0 Comments 29 June 2017

More fool you, kids

I am the first to admit that my decision making in life has never been the best. I’ve got quite a lot of big ones wrong over the years but in resigning from the Labour Party, I know I was right. If I hadn’t resigned over the weekend, I’d have certainly resigned today after Jeremy Corbyn told his MPs not to support an amendment to avert a herd Brexit and to sack those who did.

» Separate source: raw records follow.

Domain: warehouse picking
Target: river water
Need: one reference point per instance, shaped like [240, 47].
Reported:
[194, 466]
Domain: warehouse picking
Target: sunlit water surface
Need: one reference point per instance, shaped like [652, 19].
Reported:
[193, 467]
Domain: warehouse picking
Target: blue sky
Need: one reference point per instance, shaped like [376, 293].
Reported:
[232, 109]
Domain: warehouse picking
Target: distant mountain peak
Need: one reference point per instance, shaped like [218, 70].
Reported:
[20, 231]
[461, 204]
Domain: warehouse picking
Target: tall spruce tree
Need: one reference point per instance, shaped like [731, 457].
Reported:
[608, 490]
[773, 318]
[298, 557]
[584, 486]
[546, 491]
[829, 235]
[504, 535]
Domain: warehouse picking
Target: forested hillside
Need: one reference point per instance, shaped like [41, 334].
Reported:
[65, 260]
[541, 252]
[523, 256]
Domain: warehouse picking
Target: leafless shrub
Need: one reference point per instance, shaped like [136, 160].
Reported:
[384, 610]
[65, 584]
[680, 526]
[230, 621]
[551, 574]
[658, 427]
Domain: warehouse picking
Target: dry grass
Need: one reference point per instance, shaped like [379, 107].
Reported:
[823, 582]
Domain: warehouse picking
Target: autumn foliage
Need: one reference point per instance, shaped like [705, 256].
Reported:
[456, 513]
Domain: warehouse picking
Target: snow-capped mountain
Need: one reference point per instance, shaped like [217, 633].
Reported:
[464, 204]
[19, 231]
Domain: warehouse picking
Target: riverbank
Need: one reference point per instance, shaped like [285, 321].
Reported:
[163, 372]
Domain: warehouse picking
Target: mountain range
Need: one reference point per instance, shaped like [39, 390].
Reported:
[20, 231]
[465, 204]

I do not recall Corbyn marching to the front of the Pyramid stage at the Pilton festival, with his fans chanting his name in the manner of a top darts player, and then announcing that he was going to support a hard Brexit. Here’s what he should have said: “This country can be so much better and more equal. I know that most of you voted Labour because you bought into the illusion that we would bring you hope. Well, fuck you all. Next week, I am going to tell my MPs to support leaving the single market and the customs union and to end freedom of movement, not just for foreign people but for you, too. If you thought I was going to campaign for a soft Brexit, more fool you. If you thought I was going fight for you to have the opportunity to live, love, study, work and travel abroad, you’ve been had. You will soon realise that I have exactly the same view on leaving the EU as Theresa May. The only difference is that I have always supported leaving the EU whereas she only changed her mind last year.”

The brass neck of Corbyn sacking people for disloyalty is astounding. When he was a backbencher, Corbyn met up every week with his fellow travellers from the hard left to decide how they would vote collectively on the following week’s business. He paid no attention to whips, had no interest in following the democratic polices of the party, had no conception of what loyalty meant. Now the poacher has become gamekeeper and it’s not a good look.

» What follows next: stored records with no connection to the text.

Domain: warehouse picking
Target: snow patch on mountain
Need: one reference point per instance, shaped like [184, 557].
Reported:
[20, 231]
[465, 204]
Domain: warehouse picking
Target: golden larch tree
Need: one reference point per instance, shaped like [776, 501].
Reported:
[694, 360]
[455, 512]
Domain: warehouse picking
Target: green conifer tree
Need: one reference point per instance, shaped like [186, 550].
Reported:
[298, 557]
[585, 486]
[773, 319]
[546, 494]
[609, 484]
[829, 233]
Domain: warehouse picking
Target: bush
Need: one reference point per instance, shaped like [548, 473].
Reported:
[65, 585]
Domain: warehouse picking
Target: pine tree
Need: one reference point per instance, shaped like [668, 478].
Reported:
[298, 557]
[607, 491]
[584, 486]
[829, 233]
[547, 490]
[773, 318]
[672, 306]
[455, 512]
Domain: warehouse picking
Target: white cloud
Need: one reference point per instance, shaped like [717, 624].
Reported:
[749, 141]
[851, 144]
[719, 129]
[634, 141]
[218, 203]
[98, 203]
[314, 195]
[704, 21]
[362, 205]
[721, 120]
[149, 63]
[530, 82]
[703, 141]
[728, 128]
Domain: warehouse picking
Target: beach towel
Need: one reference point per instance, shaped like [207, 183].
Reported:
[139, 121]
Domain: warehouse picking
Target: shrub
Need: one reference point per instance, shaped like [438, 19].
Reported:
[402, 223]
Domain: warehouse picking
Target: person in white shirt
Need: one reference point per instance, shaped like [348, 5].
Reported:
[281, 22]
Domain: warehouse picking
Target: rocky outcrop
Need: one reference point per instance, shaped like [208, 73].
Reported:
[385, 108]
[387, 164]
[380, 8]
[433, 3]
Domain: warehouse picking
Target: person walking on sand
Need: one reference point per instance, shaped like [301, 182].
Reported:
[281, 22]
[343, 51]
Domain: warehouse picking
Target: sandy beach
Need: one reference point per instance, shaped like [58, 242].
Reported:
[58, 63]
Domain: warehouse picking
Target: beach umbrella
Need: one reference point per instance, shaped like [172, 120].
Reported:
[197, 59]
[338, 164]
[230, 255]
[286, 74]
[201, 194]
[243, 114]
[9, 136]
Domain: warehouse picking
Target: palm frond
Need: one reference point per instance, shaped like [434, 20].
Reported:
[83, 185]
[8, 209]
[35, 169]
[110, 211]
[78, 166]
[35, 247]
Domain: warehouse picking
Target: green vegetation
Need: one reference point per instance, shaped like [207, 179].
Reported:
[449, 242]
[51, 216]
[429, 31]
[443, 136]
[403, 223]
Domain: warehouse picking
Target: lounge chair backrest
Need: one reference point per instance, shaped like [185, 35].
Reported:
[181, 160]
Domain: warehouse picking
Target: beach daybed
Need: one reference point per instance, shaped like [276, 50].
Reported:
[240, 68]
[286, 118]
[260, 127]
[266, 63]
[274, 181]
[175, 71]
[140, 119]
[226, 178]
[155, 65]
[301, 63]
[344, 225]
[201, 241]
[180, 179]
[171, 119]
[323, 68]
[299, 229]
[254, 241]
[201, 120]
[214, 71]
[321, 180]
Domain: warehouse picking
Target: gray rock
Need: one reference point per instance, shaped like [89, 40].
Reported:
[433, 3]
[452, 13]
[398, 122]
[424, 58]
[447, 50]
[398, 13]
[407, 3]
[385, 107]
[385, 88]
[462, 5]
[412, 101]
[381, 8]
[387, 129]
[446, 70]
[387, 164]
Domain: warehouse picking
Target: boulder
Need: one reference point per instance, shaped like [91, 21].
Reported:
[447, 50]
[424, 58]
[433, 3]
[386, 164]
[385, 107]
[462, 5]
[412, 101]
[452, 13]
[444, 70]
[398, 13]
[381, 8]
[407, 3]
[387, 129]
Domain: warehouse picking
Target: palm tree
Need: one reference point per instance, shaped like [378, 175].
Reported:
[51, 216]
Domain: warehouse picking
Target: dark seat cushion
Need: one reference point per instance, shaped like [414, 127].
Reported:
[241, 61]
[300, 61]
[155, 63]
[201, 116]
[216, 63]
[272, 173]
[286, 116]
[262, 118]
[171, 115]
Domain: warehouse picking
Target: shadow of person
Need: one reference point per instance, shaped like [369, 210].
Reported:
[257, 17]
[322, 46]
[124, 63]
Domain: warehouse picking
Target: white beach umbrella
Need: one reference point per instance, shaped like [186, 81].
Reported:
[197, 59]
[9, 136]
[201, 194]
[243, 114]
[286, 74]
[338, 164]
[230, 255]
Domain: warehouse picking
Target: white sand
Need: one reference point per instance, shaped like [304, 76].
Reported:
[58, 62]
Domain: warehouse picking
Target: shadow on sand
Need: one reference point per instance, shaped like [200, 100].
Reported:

As sell outs go, this is a pretty big one. Many young people saw their futures taken away by the older generation in last year’s EU referendum and saw in Corbyn a different kind of politics. He understood younger people and he would fight for them. For many, the penny has not dropped yet, but this honest, straight-talking politics is in fact the resurrection of the doomed hard left Labour policies of the 1980s. If they had known their history, Corbyn’s mentor Tony Benn hated the EU and always wanted out. There is not a cigarette paper between Benn and Corbyn policy wise. I always thought his conversion to a half-hearted leave position was just a lie. Now we know it was.

The EU leavers’ hero Nigel Farage tonight congratulated Corbyn for supporting the hard Brexit he has dreamed about. Once again, the opposites attract, the extremists get so far out, they somehow meet each other at the outer perimeters of the political scale. I loathed Kate Hoey when she took a trip on the Thames with Farage to campaign for Brexit and I loathe Corbyn for occupying the same political ground as Farage, May and every hardline Brextremist fruitcake in the land.

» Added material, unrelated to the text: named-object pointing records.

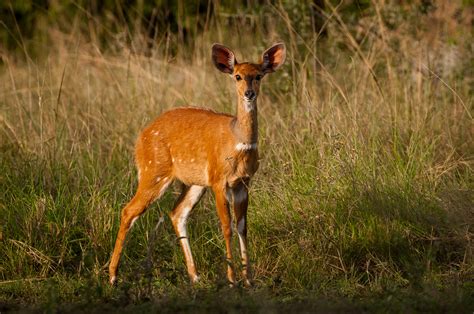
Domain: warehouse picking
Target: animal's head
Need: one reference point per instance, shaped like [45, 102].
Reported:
[248, 76]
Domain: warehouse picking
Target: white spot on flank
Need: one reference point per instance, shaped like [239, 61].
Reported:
[246, 146]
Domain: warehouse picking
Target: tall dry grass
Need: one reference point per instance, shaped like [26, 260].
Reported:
[365, 181]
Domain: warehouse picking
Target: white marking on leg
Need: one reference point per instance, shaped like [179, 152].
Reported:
[240, 232]
[241, 226]
[240, 196]
[245, 146]
[164, 187]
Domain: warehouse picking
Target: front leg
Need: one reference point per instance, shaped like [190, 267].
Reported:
[240, 204]
[222, 205]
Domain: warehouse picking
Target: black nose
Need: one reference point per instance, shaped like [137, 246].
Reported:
[249, 94]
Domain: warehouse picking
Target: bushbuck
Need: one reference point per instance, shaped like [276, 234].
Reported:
[201, 149]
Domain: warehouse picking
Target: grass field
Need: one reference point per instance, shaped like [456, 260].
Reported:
[364, 199]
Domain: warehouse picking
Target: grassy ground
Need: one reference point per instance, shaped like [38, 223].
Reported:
[363, 200]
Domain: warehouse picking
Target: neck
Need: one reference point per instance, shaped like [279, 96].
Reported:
[246, 127]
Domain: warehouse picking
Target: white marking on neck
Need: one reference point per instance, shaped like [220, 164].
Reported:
[249, 105]
[245, 146]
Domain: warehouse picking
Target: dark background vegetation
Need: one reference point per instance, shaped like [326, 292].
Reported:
[364, 199]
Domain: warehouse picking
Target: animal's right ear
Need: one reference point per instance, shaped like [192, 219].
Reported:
[223, 58]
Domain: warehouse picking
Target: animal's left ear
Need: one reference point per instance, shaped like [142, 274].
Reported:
[273, 58]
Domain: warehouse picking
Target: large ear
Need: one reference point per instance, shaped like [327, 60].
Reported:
[223, 58]
[273, 58]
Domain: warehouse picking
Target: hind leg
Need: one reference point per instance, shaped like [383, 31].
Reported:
[146, 193]
[179, 215]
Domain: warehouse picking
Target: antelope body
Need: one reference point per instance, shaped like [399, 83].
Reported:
[202, 148]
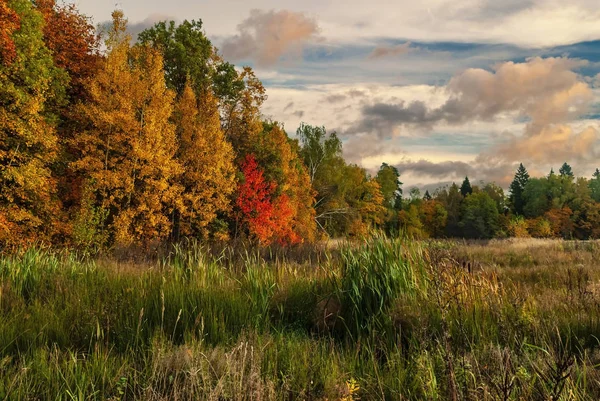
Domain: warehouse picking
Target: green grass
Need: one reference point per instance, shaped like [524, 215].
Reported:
[383, 320]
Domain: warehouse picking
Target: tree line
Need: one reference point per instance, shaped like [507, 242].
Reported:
[108, 142]
[555, 206]
[105, 141]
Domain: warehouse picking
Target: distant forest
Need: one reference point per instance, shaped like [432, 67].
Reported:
[107, 142]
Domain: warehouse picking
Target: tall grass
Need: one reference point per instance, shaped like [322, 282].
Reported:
[381, 320]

Soon, Corbyn’s Labour will have to abandon their current dishonest facing-both-ways on Brexit strategy that saw them pick up lots of remainer votes in the election. Perhaps then, young people will realise that the cynical old men who wrecked Labour in the 1980s are the same cynical old men want the hardest possible Brexit, just like Theresa May, just like Nigel Farage. Yes, you’ve been had, kids.